Not every doctor or hospital in Texas can say they are on the list to receive a vaccine. In Dawson County, only one location will receive any COVID-19 vaccine during this second allocation: the TDCJ center. About an hour south of Lubbock, the town of Lamesa did not receive any of the initial allotment of vaccines.

RELATED: Smaller hospitals in rural Texas struggle to find beds for critical COVID-19 patients

"I had hoped that with how much we have advocated for our community and for our town and all the phone calls that all of us have made trying to get the [Department of State Health Services] to see us and to hear us, I thought surely that we would be on that list yesterday," Dr. Eileen Sprys said. "I was in total disbelief to see that, yet again, we weren't."

Dr. Sprys is one of four physicians at Medical Arts Hospital in Lamesa. The hospital serves a community of 13,000 people. According to Dr. Sprys, the hospital only has one respiratory therapist

She added that because of the lack of staffing, if one person gets sick or can't come into work, that means everyone else on staff shares an even greater load than urban hospitals that have more staffing.

"Respiratory therapists are critical, critical in a pandemic that involves the lungs because our respiratory therapist, they give the breathing treatments, they manage the ventilators for the most part," Dr. Sprys said. "They manage oxygen supplementation, they manage BiPAPs, CPAPs, all of that. So they're critical, you can understand, for a pandemic that involves the respiratory system."

Dr. Sprys said the State passed by Lamesa's hospital for the Pfizer vaccine because Medical Arts did not have an appropriate freezer to hold the vaccines. According to the doctor, the hospital was able to pull together money to get an appropriate freezer nearly a month before Pfizer was given an Emergency Use Authorization (EUA) from the FDA.
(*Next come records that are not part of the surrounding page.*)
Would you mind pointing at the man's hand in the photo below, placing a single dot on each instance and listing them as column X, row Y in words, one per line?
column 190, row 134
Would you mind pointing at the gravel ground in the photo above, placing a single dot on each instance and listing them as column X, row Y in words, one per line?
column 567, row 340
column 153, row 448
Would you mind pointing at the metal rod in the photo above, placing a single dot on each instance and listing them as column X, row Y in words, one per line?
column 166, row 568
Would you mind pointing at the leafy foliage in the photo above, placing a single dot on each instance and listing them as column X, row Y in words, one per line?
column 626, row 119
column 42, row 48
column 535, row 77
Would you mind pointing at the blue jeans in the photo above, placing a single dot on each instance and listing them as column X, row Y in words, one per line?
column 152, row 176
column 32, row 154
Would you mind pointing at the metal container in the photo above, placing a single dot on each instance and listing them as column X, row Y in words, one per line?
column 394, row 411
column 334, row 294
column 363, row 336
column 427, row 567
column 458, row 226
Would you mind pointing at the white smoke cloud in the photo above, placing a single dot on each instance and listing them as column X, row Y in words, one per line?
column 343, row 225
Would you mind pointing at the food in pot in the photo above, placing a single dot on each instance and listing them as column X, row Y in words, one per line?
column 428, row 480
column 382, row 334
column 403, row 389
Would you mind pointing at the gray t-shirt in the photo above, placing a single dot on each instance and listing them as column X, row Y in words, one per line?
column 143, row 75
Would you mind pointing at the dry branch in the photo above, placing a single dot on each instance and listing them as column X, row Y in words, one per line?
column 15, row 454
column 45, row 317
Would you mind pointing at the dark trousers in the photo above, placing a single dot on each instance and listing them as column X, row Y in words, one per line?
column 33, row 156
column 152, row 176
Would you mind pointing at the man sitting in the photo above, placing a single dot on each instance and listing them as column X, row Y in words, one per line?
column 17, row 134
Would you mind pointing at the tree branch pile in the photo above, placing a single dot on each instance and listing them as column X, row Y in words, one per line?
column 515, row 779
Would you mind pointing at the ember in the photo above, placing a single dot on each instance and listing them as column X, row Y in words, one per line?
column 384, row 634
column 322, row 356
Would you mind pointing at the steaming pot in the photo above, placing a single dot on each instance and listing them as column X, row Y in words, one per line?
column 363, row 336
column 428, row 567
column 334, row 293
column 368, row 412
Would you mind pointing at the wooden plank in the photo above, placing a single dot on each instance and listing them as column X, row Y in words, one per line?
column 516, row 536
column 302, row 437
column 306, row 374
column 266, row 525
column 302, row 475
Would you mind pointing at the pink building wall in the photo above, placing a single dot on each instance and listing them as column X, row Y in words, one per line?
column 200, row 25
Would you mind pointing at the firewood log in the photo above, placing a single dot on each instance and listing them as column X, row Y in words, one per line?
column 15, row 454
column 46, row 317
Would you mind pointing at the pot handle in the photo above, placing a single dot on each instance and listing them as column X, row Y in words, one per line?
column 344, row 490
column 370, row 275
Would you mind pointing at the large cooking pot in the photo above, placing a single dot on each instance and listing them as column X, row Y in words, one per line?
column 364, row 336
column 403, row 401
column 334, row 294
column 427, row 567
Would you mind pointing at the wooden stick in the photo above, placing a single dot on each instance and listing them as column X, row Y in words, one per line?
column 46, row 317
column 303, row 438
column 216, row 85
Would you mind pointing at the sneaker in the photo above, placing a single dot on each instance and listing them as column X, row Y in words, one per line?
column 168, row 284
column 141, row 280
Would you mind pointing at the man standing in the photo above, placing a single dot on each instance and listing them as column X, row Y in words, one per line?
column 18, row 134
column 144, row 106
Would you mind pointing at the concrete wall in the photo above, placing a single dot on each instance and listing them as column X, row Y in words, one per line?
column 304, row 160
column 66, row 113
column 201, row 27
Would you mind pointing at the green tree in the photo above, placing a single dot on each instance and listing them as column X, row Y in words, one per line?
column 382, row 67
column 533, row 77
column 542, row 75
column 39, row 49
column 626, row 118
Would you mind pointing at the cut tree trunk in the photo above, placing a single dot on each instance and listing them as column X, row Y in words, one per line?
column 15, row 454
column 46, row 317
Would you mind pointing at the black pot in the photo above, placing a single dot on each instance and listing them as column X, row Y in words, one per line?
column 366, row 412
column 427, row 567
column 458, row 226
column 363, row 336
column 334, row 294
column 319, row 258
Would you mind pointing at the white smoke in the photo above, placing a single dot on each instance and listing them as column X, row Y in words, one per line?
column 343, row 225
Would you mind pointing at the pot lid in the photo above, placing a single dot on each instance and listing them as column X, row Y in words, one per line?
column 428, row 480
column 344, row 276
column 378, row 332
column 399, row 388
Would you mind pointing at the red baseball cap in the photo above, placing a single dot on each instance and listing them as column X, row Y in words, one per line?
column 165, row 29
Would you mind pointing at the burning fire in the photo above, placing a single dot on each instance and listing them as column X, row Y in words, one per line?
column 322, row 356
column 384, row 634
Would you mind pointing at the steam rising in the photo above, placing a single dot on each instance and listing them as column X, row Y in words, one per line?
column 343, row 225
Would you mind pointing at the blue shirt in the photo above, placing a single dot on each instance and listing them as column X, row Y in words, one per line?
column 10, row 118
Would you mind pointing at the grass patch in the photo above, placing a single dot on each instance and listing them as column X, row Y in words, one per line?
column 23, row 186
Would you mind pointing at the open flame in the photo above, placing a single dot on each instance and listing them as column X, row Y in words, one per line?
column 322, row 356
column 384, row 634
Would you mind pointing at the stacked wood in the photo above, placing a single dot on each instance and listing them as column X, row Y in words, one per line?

"We've been working our, our tails off to make sure that our communities are taken care of, and we have fought to get us the resources for our patients since March," Dr. Sprys said. "To use the excuse that, 'Well, you don't have that and geographically it just doesn't make sense, logistically, it won't work out.' Rural hospitals, we have been jumping through hoops, brainstorming, doing every single thing we could possibly think of to take care of our patients. So, the excuse that that just logistically wouldn't work? No. Rural hospitals, we have made things work."

According to Gov. Greg Abbott, more than 1 million doses of COVID-19 vaccine will be delivered to Texas hospitals by the end of December. 

Briggs's family clinic is slated to be the only family medicine center to receive the vaccine in Comal County in this allocation. In neighboring Guadalupe County, Dr. David Rider in Seguin is excited to finally see the vaccine.

"I was telling my son yesterday that it felt like Christmas came early and it was a surprise," Dr. Rider said. 

Dr. Rider has been working with his patients to talk pros and cons of taking a COVID-19 vaccine at all, whether it's Pfizer or Moderna.

"As this pandemic gets worse and there's more and more COVID-19 and your risk of getting COVID-19 increases, then the chance of harm is even outweighed more by the chance of benefit," Dr. Rider said.

He also noted even after people receive a COVID-19 vaccine, they should continue wearing a mask because the pandemic is not over.